The theories and perspectives that informed research in this period were Marxism that had considerable influence on French scholars such as Claude Meillasoux, Maurice Godelier and Emmanuel Terrey among others. Pierre Bordieu’s theory of practice was widely appreciated and used by anthropologists. Although not a Marxist, the influence of Marxism on his conceptualisation of habitus, is clear. Fieldwork remained the forte of anthropologists at all times. The Marxist scholars looked for history and secondary sources for their constructions of social history, ethno-history and oral traditions which were widely used in addition to field observations. Marxism and Structuralism (Levi-Strauss and Edmund Leach) were still rooted in positivism. Levi-Strauss’s Structuralism had binary opposition as a basic tool of analysis and he considered it an infallible character of the human mind. Levi-Strauss looked for the deep underlying structures of society at the level of human thought rather than in the overtly expressed behaviour. According to him all societies were in the last analysis systems of exchange that held people together. 

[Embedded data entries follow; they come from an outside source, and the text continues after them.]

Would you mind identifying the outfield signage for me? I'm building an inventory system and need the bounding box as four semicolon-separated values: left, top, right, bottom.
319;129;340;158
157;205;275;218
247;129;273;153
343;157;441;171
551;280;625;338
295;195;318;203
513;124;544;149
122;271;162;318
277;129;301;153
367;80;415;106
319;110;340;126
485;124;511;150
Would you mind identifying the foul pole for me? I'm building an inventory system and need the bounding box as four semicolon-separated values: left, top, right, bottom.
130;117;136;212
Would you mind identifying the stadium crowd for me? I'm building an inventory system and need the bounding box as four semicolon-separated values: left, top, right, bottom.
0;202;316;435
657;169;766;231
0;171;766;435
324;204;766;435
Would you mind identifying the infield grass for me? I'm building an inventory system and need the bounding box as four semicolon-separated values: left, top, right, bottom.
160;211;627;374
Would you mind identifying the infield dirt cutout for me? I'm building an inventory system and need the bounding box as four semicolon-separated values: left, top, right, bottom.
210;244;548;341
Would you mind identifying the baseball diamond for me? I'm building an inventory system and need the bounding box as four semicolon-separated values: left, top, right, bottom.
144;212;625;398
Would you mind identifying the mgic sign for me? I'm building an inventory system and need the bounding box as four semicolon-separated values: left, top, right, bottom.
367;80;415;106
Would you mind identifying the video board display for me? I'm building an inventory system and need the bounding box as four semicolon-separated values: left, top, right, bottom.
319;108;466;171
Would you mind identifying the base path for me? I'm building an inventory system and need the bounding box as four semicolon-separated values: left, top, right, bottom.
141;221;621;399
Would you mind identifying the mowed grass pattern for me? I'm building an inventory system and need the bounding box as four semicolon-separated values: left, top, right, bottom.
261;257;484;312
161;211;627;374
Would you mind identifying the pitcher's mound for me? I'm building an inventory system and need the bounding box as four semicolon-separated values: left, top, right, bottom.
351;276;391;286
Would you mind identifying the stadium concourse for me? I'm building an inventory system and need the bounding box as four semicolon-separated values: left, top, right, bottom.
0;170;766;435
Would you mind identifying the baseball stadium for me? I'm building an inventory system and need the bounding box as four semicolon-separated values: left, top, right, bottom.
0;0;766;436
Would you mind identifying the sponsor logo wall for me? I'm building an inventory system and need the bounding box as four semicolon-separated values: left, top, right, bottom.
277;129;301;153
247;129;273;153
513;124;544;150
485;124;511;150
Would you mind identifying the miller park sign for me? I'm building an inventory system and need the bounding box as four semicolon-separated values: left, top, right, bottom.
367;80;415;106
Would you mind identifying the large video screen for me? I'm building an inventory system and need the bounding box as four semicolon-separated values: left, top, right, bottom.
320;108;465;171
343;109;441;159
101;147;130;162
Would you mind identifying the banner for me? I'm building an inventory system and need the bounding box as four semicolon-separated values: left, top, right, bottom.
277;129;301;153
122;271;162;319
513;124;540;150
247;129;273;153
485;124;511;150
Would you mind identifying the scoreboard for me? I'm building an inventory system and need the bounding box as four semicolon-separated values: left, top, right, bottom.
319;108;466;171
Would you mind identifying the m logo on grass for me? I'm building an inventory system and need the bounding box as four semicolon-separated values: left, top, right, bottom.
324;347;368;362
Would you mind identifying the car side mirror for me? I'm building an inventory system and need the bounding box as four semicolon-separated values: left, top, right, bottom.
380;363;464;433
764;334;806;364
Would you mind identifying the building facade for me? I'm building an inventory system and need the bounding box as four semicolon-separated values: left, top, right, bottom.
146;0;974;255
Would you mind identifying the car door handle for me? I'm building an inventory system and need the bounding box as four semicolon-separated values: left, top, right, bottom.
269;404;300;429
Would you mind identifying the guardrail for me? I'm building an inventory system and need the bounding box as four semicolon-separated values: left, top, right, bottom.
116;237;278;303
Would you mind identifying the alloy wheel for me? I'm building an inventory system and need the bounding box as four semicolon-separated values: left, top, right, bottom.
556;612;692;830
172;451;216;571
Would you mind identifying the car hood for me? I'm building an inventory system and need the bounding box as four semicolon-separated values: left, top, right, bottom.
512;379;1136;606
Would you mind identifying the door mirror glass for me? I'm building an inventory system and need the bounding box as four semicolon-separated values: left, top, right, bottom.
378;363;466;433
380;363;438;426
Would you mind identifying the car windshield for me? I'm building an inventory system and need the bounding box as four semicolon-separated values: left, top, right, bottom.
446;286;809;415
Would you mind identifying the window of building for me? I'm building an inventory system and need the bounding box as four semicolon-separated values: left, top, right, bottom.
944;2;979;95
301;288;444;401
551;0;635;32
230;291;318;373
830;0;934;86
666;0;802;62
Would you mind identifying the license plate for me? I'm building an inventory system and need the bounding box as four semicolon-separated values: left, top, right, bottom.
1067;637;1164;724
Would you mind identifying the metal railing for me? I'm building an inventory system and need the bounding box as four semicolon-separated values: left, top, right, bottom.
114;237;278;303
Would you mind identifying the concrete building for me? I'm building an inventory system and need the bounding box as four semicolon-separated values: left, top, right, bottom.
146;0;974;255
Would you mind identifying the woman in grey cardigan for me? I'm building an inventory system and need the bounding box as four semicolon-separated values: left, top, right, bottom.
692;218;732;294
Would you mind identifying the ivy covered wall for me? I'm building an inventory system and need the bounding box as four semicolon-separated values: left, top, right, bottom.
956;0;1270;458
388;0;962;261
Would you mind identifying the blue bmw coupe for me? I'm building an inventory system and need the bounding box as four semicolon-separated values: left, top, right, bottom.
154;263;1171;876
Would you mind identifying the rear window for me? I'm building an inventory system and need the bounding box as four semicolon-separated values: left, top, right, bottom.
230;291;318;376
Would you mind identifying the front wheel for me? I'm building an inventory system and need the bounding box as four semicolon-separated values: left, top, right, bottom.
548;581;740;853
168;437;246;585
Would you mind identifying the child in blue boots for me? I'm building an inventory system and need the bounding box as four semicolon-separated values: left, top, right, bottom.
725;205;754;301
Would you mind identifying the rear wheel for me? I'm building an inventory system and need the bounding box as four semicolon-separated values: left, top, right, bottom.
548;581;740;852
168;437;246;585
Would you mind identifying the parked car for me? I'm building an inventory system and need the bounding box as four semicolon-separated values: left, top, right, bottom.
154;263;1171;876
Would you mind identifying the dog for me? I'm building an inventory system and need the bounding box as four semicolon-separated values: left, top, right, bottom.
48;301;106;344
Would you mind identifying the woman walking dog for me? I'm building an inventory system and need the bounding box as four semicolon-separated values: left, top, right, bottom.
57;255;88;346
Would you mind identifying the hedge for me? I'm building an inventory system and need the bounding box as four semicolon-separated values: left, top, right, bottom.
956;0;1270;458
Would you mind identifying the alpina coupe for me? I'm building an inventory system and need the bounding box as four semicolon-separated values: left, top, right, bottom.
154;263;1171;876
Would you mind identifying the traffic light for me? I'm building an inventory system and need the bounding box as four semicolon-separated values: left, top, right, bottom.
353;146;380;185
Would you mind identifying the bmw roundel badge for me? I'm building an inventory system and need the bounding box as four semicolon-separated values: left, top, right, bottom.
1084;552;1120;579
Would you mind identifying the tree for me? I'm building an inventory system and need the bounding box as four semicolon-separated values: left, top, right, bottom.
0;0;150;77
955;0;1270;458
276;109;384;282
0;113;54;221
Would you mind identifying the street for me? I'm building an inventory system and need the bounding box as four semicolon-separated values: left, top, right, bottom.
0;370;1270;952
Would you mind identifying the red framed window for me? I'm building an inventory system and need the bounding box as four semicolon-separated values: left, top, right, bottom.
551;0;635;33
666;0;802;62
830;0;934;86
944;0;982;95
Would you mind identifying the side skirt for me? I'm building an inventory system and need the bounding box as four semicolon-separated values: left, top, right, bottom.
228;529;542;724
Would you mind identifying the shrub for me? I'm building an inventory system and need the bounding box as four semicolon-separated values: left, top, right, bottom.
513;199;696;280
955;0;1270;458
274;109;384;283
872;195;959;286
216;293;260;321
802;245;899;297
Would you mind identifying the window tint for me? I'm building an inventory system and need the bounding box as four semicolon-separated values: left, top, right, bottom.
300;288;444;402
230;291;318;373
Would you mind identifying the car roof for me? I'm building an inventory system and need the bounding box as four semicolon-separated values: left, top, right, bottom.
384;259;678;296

The post-colonial critique challenged the existing euro-centrism of anthropological theory and many concepts that had a distinct euro-centrism were rejected or replaced. The dichotomous way of thinking was gradually being replaced by a fuzzier, less structured way of looking at social reality. Thus as we have already seen the scholars who studied Indian society in depth , soon realised that tribe and caste could not be seen as opposed or distinct from each other but had porous and often fuzzy boundaries. Also neither was bound and definable in any specific way and communities designated as tribes or castes occupy a wide range of possible organisations and ways of life. 

Structuralism was followed by Post-structuralism and Phenomenology. Anthropological research became more reflexive and less structured and objective. It was realised that while dealing with other human beings it was not possible to be completely objective. The field situation was one of inter-subjectivity and the subjective self of the anthropologist was an integral part of the analysis. 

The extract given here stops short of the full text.